Christian Nawroth
Nov. 16, 2022
UCalgary Veterinary Medicine animal welfare researcher wins prestigious award
While finishing her PhD in animal behavior at São Paulo State University in Brazil, Maria Camila Ceballos attended the International Society for Applied Ethology (ISAE) conference in Denmark and was impressed with that year’s winner of the society’s annual New Investigator Award.
“I was a student from South America. It was the first time I went to a European conference. I thought to myself I want to get that award, but I never thought that I was going to be able to. The winner had all these papers published and so on and I thought ‘Oh, it’s too much, it will be difficult to do it.’”
But five years later, Dr. Ceballos, PhD, was back in Europe for the annual ISAE conference where she was recognized with the 2022 ISAE New Investigator Award. “I was very happy,” says the assistant professor in beef cattle welfare and behaviour at the Faculty of Veterinary Medicine.
ISAE gives the award to “a candidate who has demonstrated scientific excellence and/or an exceptional aptitude for carrying out research in applied ethology early in their career.” In presenting Ceballos the prestigious award in September, ISAE pointed to her excellent mentorship supervising graduate students, her independent research with a diverse list of co-authors and for her work with a range of different species in different countries.
Collaborating with colleagues around the world, including Canada, Brazil and Colombia, Ceballos’ main fields of research include evaluating animal welfare and behaviour, mostly in animal production systems, human-animal interaction and animal personality.
“In general, I focus on finding strategies to improve the welfare of animals.” says Ceballos. “I am working in different research lines, one of them is looking for strategies to improve human-animal interaction in animal production systems, which has a direct effect on animal welfare.”
One of her collaborative research projects, in Colombia, is studying using music as an environmental enrichment to improve the welfare of animals. In another project, she’s developing a grimace scale to identify and measure pain in calves. “We’re looking at the facial expressions of the animals as related to pain with the objective of using the scale as a tool to identify pain in calves. If we can identify pain earlier, we can treat the animals earlier.”
The ISAE New Investigator Award is the latest in a long line of Ceballos’ achievements.
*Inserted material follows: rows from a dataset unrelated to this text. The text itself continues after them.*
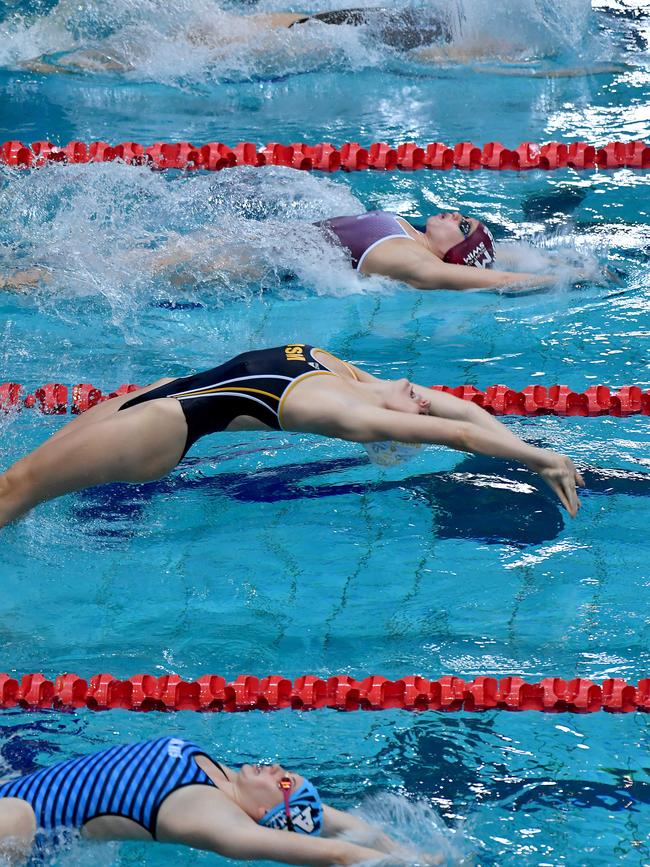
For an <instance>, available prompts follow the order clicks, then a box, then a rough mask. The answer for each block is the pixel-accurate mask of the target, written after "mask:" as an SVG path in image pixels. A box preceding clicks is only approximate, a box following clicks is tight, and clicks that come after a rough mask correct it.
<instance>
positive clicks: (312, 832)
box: [258, 777, 323, 834]
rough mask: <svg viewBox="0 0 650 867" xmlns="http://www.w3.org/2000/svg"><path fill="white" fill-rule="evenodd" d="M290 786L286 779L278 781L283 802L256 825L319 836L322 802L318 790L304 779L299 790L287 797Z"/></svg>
mask: <svg viewBox="0 0 650 867" xmlns="http://www.w3.org/2000/svg"><path fill="white" fill-rule="evenodd" d="M285 781H286V782H285ZM283 783H285V785H283ZM286 783H288V785H286ZM290 785H291V781H290V780H289V778H288V777H285V778H283V779H282V780H281V781H280V788H281V789H282V794H283V796H284V802H283V803H281V804H277V805H276V806H275V807H273V808H272V809H271V810H269V811H268V812H266V813H265V814H264V815H263V816H262V818H261V819H260V820H259V822H258V825H264V827H266V828H276V829H277V830H279V831H284V830H288V831H296V832H297V833H298V834H320V832H321V830H322V828H323V802H322V801H321V797H320V795H319V794H318V789H317V788H316V786H315V785H314V784H313V783H312V782H310V781H309V780H307V779H306V780H305V781H304V783H303V784H302V786H300V788H299V789H297V790H296V791H295V792H294V793H293V794H292V795H289V787H290Z"/></svg>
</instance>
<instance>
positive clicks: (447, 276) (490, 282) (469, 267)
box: [0, 211, 614, 292]
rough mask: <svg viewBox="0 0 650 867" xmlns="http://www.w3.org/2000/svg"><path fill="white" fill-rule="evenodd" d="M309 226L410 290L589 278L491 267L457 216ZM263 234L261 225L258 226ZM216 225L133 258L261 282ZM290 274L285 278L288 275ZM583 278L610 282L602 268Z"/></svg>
mask: <svg viewBox="0 0 650 867" xmlns="http://www.w3.org/2000/svg"><path fill="white" fill-rule="evenodd" d="M315 226H316V227H317V228H319V229H320V230H322V232H323V234H324V236H325V237H326V239H327V240H328V241H329V242H330V243H332V244H333V245H335V246H338V247H342V248H343V250H344V251H345V253H346V255H347V257H348V259H349V262H350V265H351V267H352V268H354V270H355V271H356V272H357V273H358V274H362V275H371V274H376V275H379V276H382V277H388V278H391V279H393V280H397V281H399V282H401V283H406V284H408V285H410V286H413V287H414V288H415V289H423V290H430V289H451V290H465V289H514V290H517V289H519V290H521V289H524V290H527V289H531V288H537V287H544V286H548V285H551V284H553V283H556V282H557V281H558V280H559V279H561V278H562V279H567V277H568V278H569V279H572V280H583V279H586V277H587V275H585V274H584V273H582V272H580V271H579V270H577V269H575V268H573V269H570V268H568V267H567V268H565V270H564V272H563V273H562V275H560V274H551V273H545V274H534V273H526V272H521V271H508V270H503V268H495V267H494V265H495V262H496V258H497V254H496V250H495V244H494V238H493V237H492V233H491V232H490V230H489V229H488V228H487V226H486V225H485V224H484V223H482V222H481V221H480V220H478V219H476V218H475V217H468V216H465V215H463V214H461V213H459V212H458V211H454V212H448V211H441V212H440V213H437V214H434V215H432V216H430V217H428V219H427V221H426V225H425V227H424V228H417V227H416V226H414V225H412V224H411V223H410V222H409V221H408V220H406V219H404V217H400V216H399V215H397V214H394V213H392V212H389V211H367V212H366V213H365V214H357V215H350V216H340V217H331V218H329V219H326V220H320V221H318V222H317V223H315ZM260 227H261V231H264V223H260ZM219 241H222V237H221V233H220V231H219V229H218V228H217V227H206V228H205V229H203V230H201V232H199V233H196V237H195V236H194V235H193V234H189V235H183V236H177V237H174V238H173V239H171V240H169V241H168V242H167V243H166V244H163V245H162V246H161V247H159V248H158V249H157V250H154V251H149V250H133V251H132V255H133V258H134V260H135V259H136V257H137V264H138V265H139V266H140V267H144V268H148V269H150V270H151V272H152V274H155V275H162V276H165V277H167V278H168V279H169V281H170V282H171V283H173V284H174V285H177V286H185V285H191V284H192V283H196V282H197V281H198V280H201V279H205V280H209V279H210V277H211V276H214V275H215V274H217V273H221V274H223V273H226V274H230V275H232V276H237V277H239V278H247V279H250V280H252V281H257V280H262V279H263V277H264V271H265V265H264V263H263V262H261V261H259V259H256V255H255V254H256V251H255V249H254V245H253V244H251V243H250V241H247V242H242V245H241V246H238V245H237V243H236V242H233V243H231V245H230V247H229V248H227V249H224V246H223V243H221V244H220V243H219ZM288 276H291V275H288ZM50 279H51V274H50V272H49V270H47V269H45V268H43V267H38V266H34V267H32V268H28V269H26V270H23V271H18V272H15V273H14V274H9V275H5V277H0V288H6V289H13V290H17V291H22V292H25V291H27V290H28V289H29V288H32V287H34V286H35V285H36V284H38V283H39V282H45V283H47V282H49V280H50ZM589 279H595V280H596V281H598V282H602V281H603V279H605V280H607V281H609V280H612V279H614V275H612V274H609V273H607V271H606V269H605V270H603V271H602V273H601V274H600V275H598V276H596V275H591V276H590V278H589Z"/></svg>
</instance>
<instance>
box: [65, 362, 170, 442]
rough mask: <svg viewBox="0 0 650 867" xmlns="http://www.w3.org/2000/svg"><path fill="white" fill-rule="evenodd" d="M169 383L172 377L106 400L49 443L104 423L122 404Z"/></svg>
mask: <svg viewBox="0 0 650 867" xmlns="http://www.w3.org/2000/svg"><path fill="white" fill-rule="evenodd" d="M167 382H172V379H171V378H170V377H167V378H166V379H158V380H156V382H152V383H151V385H146V386H145V387H144V388H139V389H138V390H137V391H131V392H129V394H124V395H120V396H119V397H112V398H111V399H110V400H105V401H103V403H98V404H97V405H96V406H91V408H90V409H88V410H86V412H83V413H81V415H79V416H77V418H75V419H73V420H72V421H69V422H68V423H67V424H66V425H64V426H63V427H62V428H61V429H60V430H58V431H57V432H56V433H54V434H52V436H51V437H50V438H49V440H48V442H49V443H51V442H54V440H59V439H61V437H64V436H67V435H68V434H70V433H72V432H73V431H76V430H79V428H82V427H86V426H87V425H89V424H94V423H95V422H98V421H103V420H104V419H106V418H108V417H109V416H112V415H115V413H116V412H118V410H119V408H120V407H121V406H122V404H125V403H127V401H129V400H132V399H133V398H134V397H138V395H140V394H145V392H147V391H151V390H152V389H153V388H158V386H160V385H165V383H167Z"/></svg>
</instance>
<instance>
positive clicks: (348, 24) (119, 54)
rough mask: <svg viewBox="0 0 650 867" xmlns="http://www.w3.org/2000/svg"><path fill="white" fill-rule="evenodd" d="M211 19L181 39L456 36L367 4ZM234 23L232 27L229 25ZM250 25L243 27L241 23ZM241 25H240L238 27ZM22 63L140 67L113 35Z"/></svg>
mask: <svg viewBox="0 0 650 867" xmlns="http://www.w3.org/2000/svg"><path fill="white" fill-rule="evenodd" d="M211 23H212V22H211V21H210V20H209V19H207V20H206V19H204V20H202V21H201V26H200V27H197V26H193V25H189V26H188V27H186V28H185V29H184V30H182V31H180V33H179V35H180V37H181V38H184V39H186V40H187V41H188V42H191V43H193V44H195V45H201V46H203V47H206V48H216V49H218V48H222V47H224V46H228V45H237V44H240V43H248V42H249V41H251V37H253V36H255V35H257V36H258V37H260V36H263V35H264V33H271V32H274V31H282V30H291V29H294V28H295V29H299V28H301V27H302V26H303V25H309V26H313V25H322V26H328V27H334V26H348V27H364V28H365V29H366V30H367V32H368V34H369V36H370V38H371V39H372V40H374V41H376V42H378V43H380V44H383V45H385V46H388V47H390V48H393V49H395V50H399V51H411V50H413V49H420V48H422V47H423V46H428V45H431V44H432V43H448V42H450V41H451V38H452V34H451V30H450V28H449V26H448V23H447V22H446V21H445V20H444V19H443V18H442V17H441V16H440V15H437V14H435V13H433V12H431V11H429V10H426V9H417V10H415V9H412V8H409V7H406V8H402V9H391V8H388V7H381V6H371V7H367V8H352V9H335V10H330V11H327V12H317V13H313V14H299V13H294V12H272V13H253V14H251V15H246V16H238V15H226V13H223V11H221V10H220V15H219V21H218V22H217V21H215V22H214V26H210V25H211ZM224 23H230V24H231V25H232V27H231V28H228V27H224ZM242 24H245V28H243V29H242V27H241V25H242ZM238 25H239V26H238ZM20 65H21V66H22V67H24V68H27V69H30V70H31V71H33V72H44V73H46V72H101V71H106V72H128V71H130V70H132V69H134V66H133V64H132V63H131V61H130V60H129V58H128V57H127V55H126V53H125V52H124V51H123V50H121V49H120V48H119V47H117V46H113V45H112V44H111V41H110V39H108V40H107V41H106V42H105V43H104V44H102V45H100V46H96V47H94V48H78V49H74V50H72V51H63V52H58V53H56V54H51V55H42V56H41V57H38V58H33V59H31V60H27V61H24V62H22V63H21V64H20Z"/></svg>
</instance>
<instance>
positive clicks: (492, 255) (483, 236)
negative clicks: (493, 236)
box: [442, 223, 494, 268]
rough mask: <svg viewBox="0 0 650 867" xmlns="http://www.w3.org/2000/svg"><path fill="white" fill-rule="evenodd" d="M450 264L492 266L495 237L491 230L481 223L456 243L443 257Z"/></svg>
mask: <svg viewBox="0 0 650 867" xmlns="http://www.w3.org/2000/svg"><path fill="white" fill-rule="evenodd" d="M442 261H443V262H449V264H450V265H473V266H474V267H476V268H491V267H492V263H493V262H494V238H493V237H492V234H491V232H490V230H489V229H488V228H487V227H486V226H484V225H483V223H479V224H478V226H477V227H476V228H475V229H474V231H473V232H470V234H469V235H468V236H467V237H466V238H463V240H462V241H459V242H458V244H454V246H453V247H451V248H450V249H449V250H447V252H446V253H445V255H444V256H443V257H442Z"/></svg>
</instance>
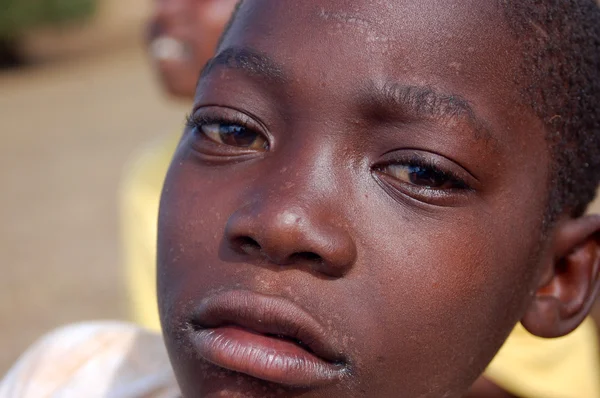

She has received seven major scholarships and awards over the years, and since finishing her PhD in 2017, her work has been published in 24 peer review journals, she has written five book chapters, one book and given dozens of presentations. She was also awarded an NSERC Discovery Grant.
Ceballos completed her undergraduate studies in animal science at the National University of Colombia and worked as a researcher at the Center for Research in Sustainable Systems of Agricultural Production in Colombia. She completed both her master's and PhD at São Paulo State University in Brazil. She came to the UCalgary in 2020 after an internship at the Animal Welfare Science Centre at University of Melbourne and a postdoc at the University of Pennsylvania.